Si Toulouse ne veut pas se retrouver paralysée par des embouteillages polluants et fortement pénalisants pour toute la population, il faut favoriser les déplacements autres qu’en voiture et donc investir dans des équipements pour les transports en commun, adapter la ville aux modes doux et orienter énergiquement l’urbanisation vers une architecture dense au centre et "en groseilles" à la périphérie. Si cela n’est pas mis en place, il ne restera que le choix entre supprimer énergiquement les places de stationnements et la création d’un péage urbain.
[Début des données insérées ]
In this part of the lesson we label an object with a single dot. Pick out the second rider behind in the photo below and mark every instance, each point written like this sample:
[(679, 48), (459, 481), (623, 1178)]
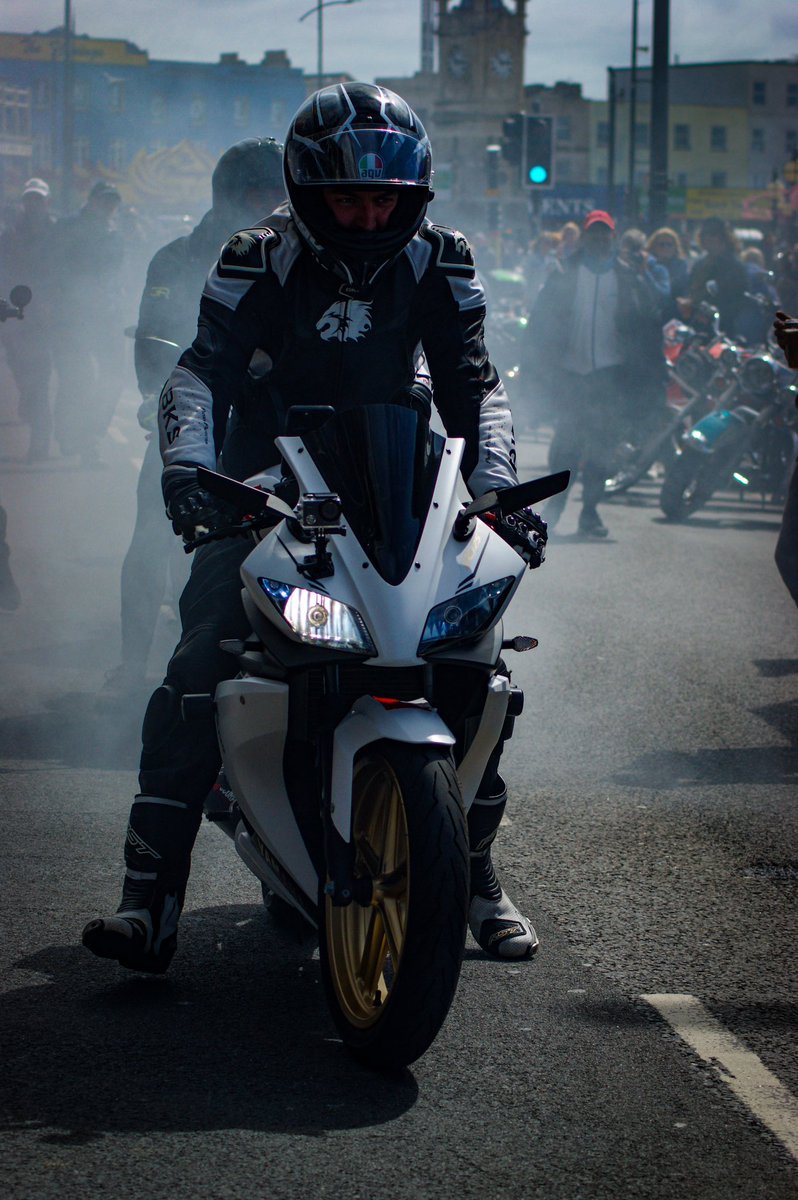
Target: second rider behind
[(341, 294)]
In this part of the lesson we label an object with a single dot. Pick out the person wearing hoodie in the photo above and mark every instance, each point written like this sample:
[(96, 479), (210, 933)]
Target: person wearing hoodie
[(25, 257), (246, 184), (595, 346)]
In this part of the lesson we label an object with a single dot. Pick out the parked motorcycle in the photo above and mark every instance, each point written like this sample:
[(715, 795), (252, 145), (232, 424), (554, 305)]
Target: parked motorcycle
[(369, 700), (748, 442)]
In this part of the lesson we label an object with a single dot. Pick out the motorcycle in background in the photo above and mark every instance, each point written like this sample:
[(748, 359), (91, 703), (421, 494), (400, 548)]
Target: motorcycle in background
[(693, 358), (748, 442), (18, 299)]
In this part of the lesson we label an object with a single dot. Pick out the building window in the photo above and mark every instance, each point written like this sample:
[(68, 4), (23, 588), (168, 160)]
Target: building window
[(681, 137), (42, 160), (118, 155), (42, 94), (81, 96), (15, 118), (117, 96), (82, 153)]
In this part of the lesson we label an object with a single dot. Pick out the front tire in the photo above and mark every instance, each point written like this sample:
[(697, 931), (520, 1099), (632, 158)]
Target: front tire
[(390, 969)]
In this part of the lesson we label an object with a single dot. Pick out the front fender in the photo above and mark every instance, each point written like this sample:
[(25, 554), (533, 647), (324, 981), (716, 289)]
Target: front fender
[(371, 721)]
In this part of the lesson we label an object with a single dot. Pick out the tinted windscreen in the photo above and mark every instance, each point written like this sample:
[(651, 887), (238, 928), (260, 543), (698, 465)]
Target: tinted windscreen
[(383, 461)]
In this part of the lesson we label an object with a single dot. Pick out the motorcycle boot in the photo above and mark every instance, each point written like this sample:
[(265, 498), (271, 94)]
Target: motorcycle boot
[(143, 933), (495, 922)]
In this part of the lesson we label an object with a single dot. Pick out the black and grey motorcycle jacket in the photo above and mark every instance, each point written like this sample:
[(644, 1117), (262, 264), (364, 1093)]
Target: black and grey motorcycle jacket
[(327, 342), (169, 305)]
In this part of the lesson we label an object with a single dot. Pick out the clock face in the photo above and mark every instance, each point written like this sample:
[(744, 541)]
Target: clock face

Les grands principes posés et la volonté de mettre de l’argent trouvés, il faudra aussi faire des choix complexes. Le métro est très performant pas son débit et sa fréquence, mais il coûte très cher au km, le tramway est nettement moins onéreux et les services rendus sont cependant assez bons, les bus à haut niveau de service ont l’avantage indéniable de pouvoir construire, à coût relativement réduit et rapidement, un réseau conséquent. L’usage du train et son corollaire le tram/train est une piste que Toulouse commence à peine à explorer, la modernisation du réseau existant et la rénovation profonde de la gare Matabiau permettraient peut-être de réconcilier Toulouse avec le rail. Il est par contre certain qu’une excellente connaissance de l’état général du réseau de déplacements, dans tous les modes possibles, peut permettre d’optimiser l’efficacité du système et aider en direct le citoyen à faire un choix adapté à ses besoins.
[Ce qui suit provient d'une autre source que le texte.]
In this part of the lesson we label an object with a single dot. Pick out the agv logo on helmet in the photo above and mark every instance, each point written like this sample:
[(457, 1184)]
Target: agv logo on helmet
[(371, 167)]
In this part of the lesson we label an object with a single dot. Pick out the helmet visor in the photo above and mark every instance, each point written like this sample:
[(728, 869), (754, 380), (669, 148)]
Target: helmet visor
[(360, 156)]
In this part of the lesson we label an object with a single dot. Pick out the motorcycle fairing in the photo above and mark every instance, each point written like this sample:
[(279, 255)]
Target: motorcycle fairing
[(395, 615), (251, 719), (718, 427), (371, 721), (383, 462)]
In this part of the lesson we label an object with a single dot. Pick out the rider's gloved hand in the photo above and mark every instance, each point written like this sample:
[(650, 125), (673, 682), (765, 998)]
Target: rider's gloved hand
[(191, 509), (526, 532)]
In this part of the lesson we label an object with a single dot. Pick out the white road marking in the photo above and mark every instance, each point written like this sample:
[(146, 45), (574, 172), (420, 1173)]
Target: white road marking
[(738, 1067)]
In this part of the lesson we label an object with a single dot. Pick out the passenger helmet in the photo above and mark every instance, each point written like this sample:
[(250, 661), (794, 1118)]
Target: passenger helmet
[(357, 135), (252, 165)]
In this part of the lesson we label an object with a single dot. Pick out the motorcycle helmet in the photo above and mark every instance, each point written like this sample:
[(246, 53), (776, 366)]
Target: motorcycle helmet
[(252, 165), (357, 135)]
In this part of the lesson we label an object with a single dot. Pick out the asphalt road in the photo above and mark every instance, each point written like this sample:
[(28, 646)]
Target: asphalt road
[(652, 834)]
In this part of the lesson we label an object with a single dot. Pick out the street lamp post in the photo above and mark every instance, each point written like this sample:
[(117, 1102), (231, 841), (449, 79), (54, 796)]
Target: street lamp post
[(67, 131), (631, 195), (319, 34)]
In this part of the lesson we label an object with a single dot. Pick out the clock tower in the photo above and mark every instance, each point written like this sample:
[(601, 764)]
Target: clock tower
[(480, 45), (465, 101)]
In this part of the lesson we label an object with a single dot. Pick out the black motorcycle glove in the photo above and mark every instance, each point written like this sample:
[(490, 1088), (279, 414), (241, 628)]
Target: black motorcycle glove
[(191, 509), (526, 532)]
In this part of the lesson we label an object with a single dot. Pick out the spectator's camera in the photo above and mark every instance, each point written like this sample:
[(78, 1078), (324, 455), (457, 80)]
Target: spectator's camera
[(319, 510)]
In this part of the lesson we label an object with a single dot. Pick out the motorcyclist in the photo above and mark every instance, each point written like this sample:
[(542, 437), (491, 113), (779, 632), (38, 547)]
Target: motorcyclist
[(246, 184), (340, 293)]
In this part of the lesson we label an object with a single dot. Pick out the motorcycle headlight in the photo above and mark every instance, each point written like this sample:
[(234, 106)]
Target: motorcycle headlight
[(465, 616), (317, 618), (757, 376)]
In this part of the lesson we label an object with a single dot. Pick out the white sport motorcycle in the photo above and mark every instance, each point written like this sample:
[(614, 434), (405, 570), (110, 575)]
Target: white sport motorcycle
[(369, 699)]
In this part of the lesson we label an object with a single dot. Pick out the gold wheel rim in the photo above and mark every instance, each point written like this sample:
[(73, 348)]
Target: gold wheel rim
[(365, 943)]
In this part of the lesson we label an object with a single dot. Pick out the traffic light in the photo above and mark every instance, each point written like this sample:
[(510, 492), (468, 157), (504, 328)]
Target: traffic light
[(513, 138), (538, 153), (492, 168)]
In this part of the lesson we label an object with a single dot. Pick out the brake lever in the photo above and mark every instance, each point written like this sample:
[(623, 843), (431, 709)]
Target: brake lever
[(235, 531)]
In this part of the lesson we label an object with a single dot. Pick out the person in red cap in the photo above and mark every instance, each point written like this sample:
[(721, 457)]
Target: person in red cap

Les arbitrages concrets au-delà des questions de principe font aussi intervenir une logique d’équilibre entre le centre et la périphérie et entre les quartiers ou les diverses communes de l’agglomération. En situation de pénurie beaucoup pensent, avec raison, qu’il est légitime d’investir là où ils se trouvent et rêvent d’avoir un équipement de transport public efficace devant leur porte. Les tensions actuelles entre le Sicoval et le reste de l’agglomération en sont l’exemple caricatural.

Le SCOT et le PDU ne sont pas encore adoptés, après une période optimiste, la tendance actuelle est plutôt à une révision à la baisse des objectifs. La phase enquête publique doit bientôt commencer pour le SCOT, le PDU pourtant arrêté par la délibération du Conseil Syndical de Tisseo du 10 juillet 2009 semble s’être enlisé dans les sables mouvants de la politique locale. Il faut donc peser jusqu’au bout sur ces textes pour leur redonner un peu d’ambition.
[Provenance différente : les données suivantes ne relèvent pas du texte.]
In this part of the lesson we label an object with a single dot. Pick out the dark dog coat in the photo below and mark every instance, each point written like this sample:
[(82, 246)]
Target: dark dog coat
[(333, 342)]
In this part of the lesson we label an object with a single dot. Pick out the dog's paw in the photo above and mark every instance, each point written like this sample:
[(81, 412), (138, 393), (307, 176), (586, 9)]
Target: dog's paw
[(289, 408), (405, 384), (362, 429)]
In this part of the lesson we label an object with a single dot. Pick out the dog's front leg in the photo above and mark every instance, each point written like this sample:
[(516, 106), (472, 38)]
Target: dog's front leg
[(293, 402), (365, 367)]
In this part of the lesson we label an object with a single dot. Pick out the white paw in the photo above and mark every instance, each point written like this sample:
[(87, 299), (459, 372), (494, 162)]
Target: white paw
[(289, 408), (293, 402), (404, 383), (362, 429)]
Participer sur ce sujet au débat démocratique peut se faire, soit à titre individuel, soit en tant qu’association de bien des manières. Si la participation aux instances de négociations est utile, il ne faut pas sous estimer les actions de résistances ponctuelles. Ces dernières mettent en avant les contradictions des choix effectués et obligent les responsables politiques à s’interroger ; la peur du désaveu de l’électeur potentiel reste encore le principal moteur des choix en politique. Depuis 1997, le Collectif PDU regroupe à Toulouse toutes les associations qui s’intéressent à ce sujet. Après avoir été ignorées pendant des années, les convictions soutenues par ce collectif commencent à être un peu entendues sur tous les dossiers. Le Collectif a servi de caisse de résonance à quelques luttes symboliques comme la Liaison Multimodale Sud Est, la Voie du Canal de Saint Martory, ou l’abattage des platanes de la RN88. Certes quelques satisfactions, mais beaucoup d’inquiétudes et de nombreux combats à mener pour que Toulouse s’intègre harmonieusement dans les nouvelles contraintes liées à la disparition programmée des énergies fossiles, et aux enjeux du dérèglement climatique tout en devenant une métropole agréable à vivre.